Diante do adiamento, o presidente da Câmara, Hugo Motta (Republicanos-PB), reagiu rapidamente e convocou sessões extraordinárias para esta quinta (16) e sexta-feira (17) a fim de cumprir o intervalo regimental. Com isso, a nova data para a votação na CCJ foi marcada para o dia 22 de abril, após o feriado de Tiradentes. Motta reafirmou sua intenção de priorizar a tramitação da PEC e argumentou que o projeto de lei enviado pelo governo não terá precedência, classificando a proposta constitucional como “mais equilibrada”. A expectativa do presidente da Câmara é votar a matéria em plenário até o final de maio.
Enquanto a PEC avança lentamente, o governo do presidente Luiz Inácio Lula da Silva (PT) enviou ao Congresso, em regime de urgência constitucional, um projeto de lei (PL) que também propõe o fim da escala 6x1. A proposta do Executivo estabelece a redução da jornada semanal máxima de 44 para 40 horas, garantindo dois dias de descanso e sem perda salarial. O ministro do Trabalho e Emprego, Luiz Marinho, justificou a medida como uma tentativa de “acelerar o processo”, alegando que o tema estava sendo postergado pelo Parlamento.
As duas propostas diferem em essência e, por ora, caminham em paralelo, o que tem gerado disputa política entre os Poderes.

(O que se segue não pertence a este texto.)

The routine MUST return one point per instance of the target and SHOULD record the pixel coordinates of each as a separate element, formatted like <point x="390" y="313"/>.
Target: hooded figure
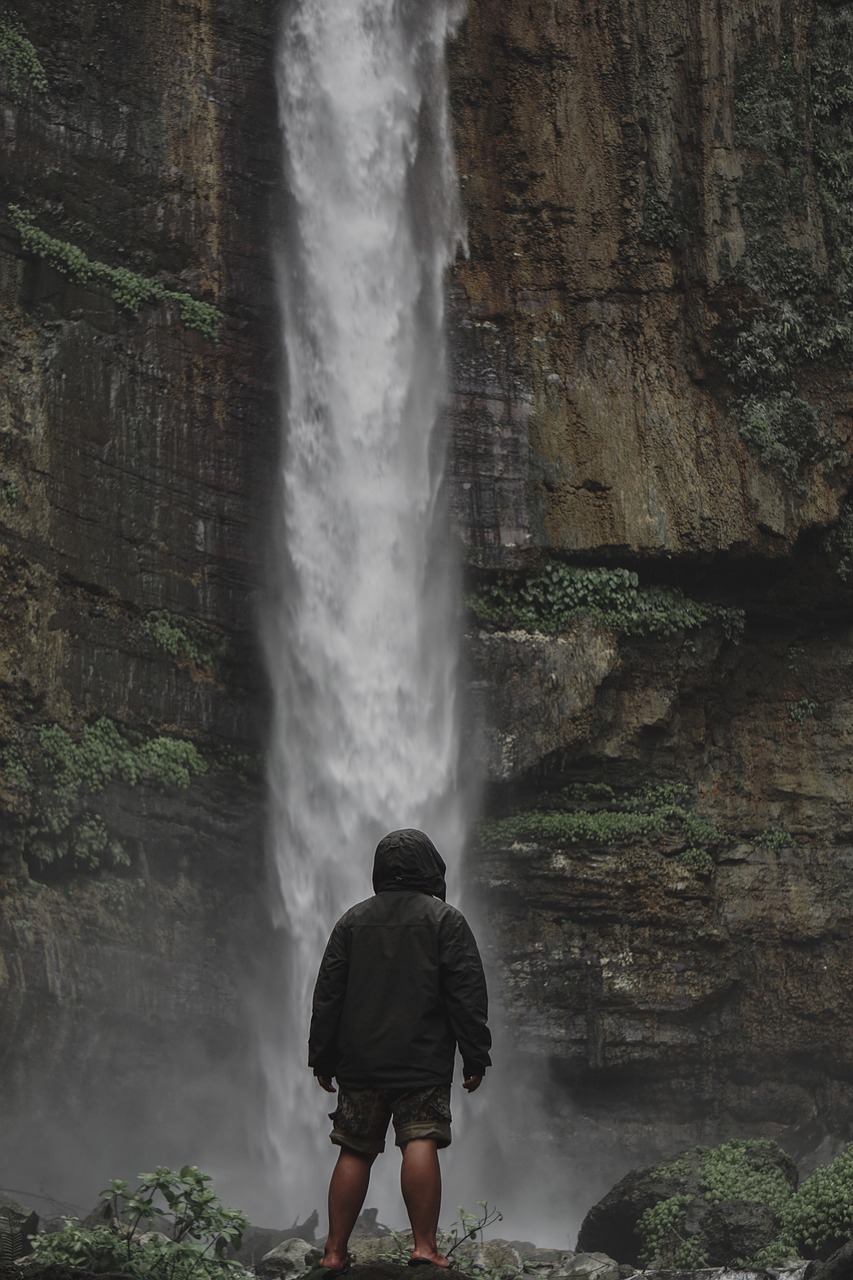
<point x="401" y="983"/>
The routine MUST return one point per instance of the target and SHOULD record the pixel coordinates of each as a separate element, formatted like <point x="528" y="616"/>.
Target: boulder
<point x="290" y="1258"/>
<point x="260" y="1240"/>
<point x="18" y="1224"/>
<point x="721" y="1228"/>
<point x="838" y="1266"/>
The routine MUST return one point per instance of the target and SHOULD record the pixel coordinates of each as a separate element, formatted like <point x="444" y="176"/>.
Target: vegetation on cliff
<point x="548" y="600"/>
<point x="128" y="288"/>
<point x="55" y="781"/>
<point x="172" y="1226"/>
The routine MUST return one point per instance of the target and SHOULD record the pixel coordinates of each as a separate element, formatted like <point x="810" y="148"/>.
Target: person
<point x="400" y="988"/>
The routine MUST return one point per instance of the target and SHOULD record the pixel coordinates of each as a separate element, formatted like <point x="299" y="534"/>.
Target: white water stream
<point x="363" y="641"/>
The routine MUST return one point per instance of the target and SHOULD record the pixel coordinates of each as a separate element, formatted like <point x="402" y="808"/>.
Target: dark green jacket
<point x="401" y="983"/>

Enquanto o projeto de lei do governo depende apenas de maioria simples e tem prazo determinado de 45 dias para votação, a PEC exige quórum qualificado e um rito mais longo, com aprovação em dois turnos tanto na CCJ quanto no plenário. Nos bastidores, a PEC em análise na CCJ é resultado da fusão de duas propostas: uma de autoria da deputada Erika Hilton (PSOL-SP), que prevê a redução para 36 horas semanais em quatro dias de trabalho, e outra do deputado Reginaldo Lopes (PT-MG), que também estabelece o teto de 36 horas semanais, mas sem especificar o número de dias.

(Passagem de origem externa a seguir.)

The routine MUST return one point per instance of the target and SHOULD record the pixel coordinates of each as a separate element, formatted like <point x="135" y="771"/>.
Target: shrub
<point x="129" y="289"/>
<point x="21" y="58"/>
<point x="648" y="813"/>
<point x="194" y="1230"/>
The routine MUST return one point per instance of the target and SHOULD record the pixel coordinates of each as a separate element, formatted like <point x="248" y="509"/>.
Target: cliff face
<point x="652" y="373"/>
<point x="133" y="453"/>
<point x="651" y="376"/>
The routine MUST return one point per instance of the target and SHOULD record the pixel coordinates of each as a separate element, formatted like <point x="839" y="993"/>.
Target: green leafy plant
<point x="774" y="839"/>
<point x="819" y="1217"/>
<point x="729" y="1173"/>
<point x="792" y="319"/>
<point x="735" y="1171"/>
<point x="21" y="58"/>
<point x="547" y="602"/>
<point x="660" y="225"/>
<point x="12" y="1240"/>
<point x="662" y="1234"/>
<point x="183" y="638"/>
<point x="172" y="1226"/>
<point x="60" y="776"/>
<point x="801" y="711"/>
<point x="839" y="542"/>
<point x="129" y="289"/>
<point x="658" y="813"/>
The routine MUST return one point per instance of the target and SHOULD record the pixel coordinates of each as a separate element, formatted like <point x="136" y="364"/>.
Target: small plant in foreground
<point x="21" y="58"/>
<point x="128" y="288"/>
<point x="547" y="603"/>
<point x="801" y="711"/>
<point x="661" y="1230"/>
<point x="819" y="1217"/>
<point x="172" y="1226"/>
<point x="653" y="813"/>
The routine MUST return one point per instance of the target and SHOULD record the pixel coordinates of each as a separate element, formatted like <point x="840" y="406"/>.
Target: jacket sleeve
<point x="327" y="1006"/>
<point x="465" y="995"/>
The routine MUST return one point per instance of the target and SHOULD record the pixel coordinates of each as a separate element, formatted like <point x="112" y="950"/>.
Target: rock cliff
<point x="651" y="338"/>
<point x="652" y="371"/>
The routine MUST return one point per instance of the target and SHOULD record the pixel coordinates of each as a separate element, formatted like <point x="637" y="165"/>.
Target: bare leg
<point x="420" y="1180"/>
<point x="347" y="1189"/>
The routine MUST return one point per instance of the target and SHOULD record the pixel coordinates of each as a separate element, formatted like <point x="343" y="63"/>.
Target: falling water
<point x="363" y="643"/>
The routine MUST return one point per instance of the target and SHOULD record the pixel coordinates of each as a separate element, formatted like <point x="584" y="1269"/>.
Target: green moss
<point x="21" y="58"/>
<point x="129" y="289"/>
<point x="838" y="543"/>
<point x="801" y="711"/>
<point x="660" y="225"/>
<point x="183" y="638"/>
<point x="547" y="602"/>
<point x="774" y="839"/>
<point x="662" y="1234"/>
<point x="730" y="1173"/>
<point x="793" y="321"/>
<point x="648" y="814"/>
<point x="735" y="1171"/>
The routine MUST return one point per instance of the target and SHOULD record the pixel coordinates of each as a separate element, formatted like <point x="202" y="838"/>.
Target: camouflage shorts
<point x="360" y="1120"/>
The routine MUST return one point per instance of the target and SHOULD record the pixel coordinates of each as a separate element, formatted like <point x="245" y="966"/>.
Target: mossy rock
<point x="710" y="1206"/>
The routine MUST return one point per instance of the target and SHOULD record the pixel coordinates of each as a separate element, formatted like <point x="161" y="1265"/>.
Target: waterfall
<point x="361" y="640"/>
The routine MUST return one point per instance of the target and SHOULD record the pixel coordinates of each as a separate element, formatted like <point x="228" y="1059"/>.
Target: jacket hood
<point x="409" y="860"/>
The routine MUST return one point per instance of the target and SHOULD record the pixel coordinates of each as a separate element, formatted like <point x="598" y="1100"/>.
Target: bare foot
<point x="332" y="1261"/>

A tramitação do PL do governo sob regime de urgência constitucional impõe um cronograma apertado, que pode inviabilizar o debate aprofundado da PEC. O deputado Lucas Redecker criticou a iniciativa, afirmando que o envio do projeto “enterra a discussão das PECs”, uma vez que o prazo regimental para análise das emendas é incompatível com a urgência exigida. Em resposta, o ministro Luiz Marinho afirmou que “o PL vai avançar e pode ser que entre em vigor a redução da jornada de trabalho e depois se consolide por PEC para impedir eventuais aventureiros do futuro quererem aumentar a jornada”.